The Bill allows the New Zealand Government to better control the activities of New Zealand fishing vessels outside the
New Zealand EEZ. The UN Fish Stocks Agreement and the FAO Compliance Agreement specifically require New Zealand to
control its fishing vessels on the high seas.
"If New Zealanders are fishing on vessels that are flagged by a responsible state then there is no need for New Zealand
to issue a permit. However, if our nationals are fishing for states that have not signed up to the UN Fish Stocks
Agreement and they do not have any other mechanism for controlling their vessels on the high seas, then a New Zealand
authorisation will be necessary," Mr Luxton said.

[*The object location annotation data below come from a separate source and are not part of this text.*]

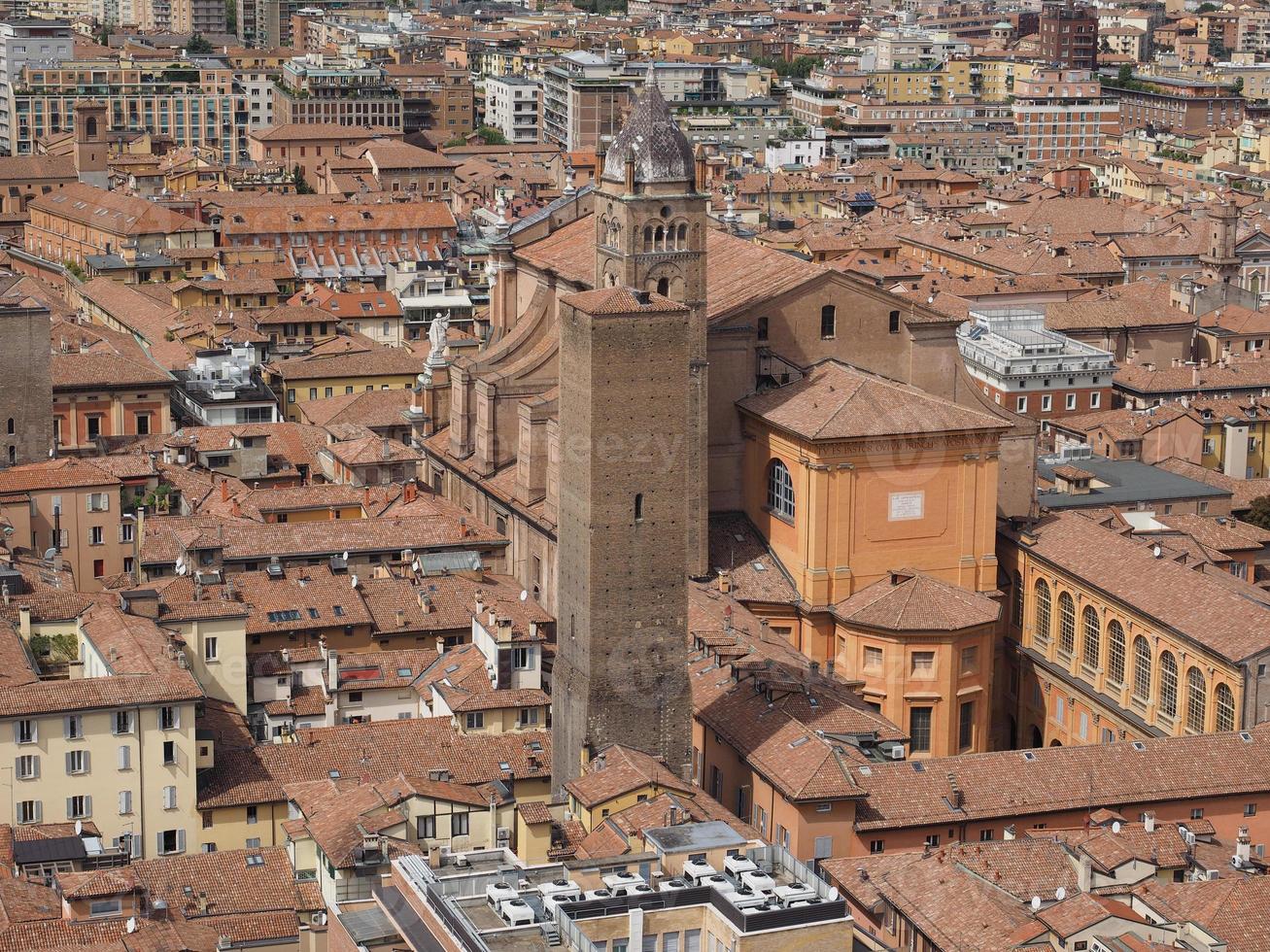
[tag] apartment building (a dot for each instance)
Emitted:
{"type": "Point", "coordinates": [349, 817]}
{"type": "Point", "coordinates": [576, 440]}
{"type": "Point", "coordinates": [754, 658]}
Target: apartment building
{"type": "Point", "coordinates": [811, 104]}
{"type": "Point", "coordinates": [80, 512]}
{"type": "Point", "coordinates": [311, 145]}
{"type": "Point", "coordinates": [1119, 640]}
{"type": "Point", "coordinates": [1070, 36]}
{"type": "Point", "coordinates": [319, 89]}
{"type": "Point", "coordinates": [79, 220]}
{"type": "Point", "coordinates": [247, 796]}
{"type": "Point", "coordinates": [1175, 103]}
{"type": "Point", "coordinates": [115, 745]}
{"type": "Point", "coordinates": [1062, 115]}
{"type": "Point", "coordinates": [584, 100]}
{"type": "Point", "coordinates": [23, 42]}
{"type": "Point", "coordinates": [1030, 369]}
{"type": "Point", "coordinates": [232, 545]}
{"type": "Point", "coordinates": [190, 104]}
{"type": "Point", "coordinates": [512, 108]}
{"type": "Point", "coordinates": [104, 385]}
{"type": "Point", "coordinates": [257, 71]}
{"type": "Point", "coordinates": [202, 17]}
{"type": "Point", "coordinates": [433, 96]}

New Zealanders on foreign vessels are subject to the permit or authorisation issued by the flag State over the vessel
"It is however an offence for New Zealanders to operate on foreign vessels that do not have a permit or authorisation
from a responsible flag state. This is to prevent New Zealanders using flags of convenience to avoid international
conservation and management measures."
"Contrary to SeaFIC's claims, the Bill does not elevate New Zealand law above the law of other countries. New Zealand is
not straying into the jurisdiction of other countries as the legislation can only be enforced within New Zealand's
jurisdiction. There was every opportunity for these issues to raised at Select Committee."
Mr Luxton noted that the regime in the Bill is very similar to that applied by New Zealand, Australia and the USA in the
CCAMLR (Convention for the Conservation of Antarctic Marine Living Resources) waters around Antarctica. No other
countries have ever raised concern with this approach taken in Antarctica.

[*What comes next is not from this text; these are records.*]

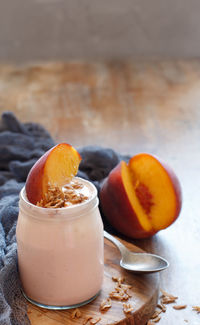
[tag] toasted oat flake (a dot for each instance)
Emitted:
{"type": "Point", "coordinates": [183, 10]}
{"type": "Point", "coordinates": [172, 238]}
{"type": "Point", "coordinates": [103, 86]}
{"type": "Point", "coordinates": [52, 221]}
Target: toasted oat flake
{"type": "Point", "coordinates": [76, 313]}
{"type": "Point", "coordinates": [196, 308]}
{"type": "Point", "coordinates": [57, 198]}
{"type": "Point", "coordinates": [106, 304]}
{"type": "Point", "coordinates": [127, 308]}
{"type": "Point", "coordinates": [156, 314]}
{"type": "Point", "coordinates": [162, 307]}
{"type": "Point", "coordinates": [95, 321]}
{"type": "Point", "coordinates": [178, 307]}
{"type": "Point", "coordinates": [168, 295]}
{"type": "Point", "coordinates": [157, 319]}
{"type": "Point", "coordinates": [87, 320]}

It is also important to note that two of the major New Zealand industry players have been operating under a similar
regime in Antarctica. No concerns have been raised in respect of requirements that a New Zealand flagged vessel must be
used if fishing under a New Zealand permit in that fishery.
"If New Zealand only controls its own flagged vessels, as industry has previously proposed, then we would be creating an
incentive for New Zealanders to re-flag vessels to "flags of convenience" in order to avoid control. Clearly that is not
in the interests of managing the high seas sustainably," Mr Luxton concluded.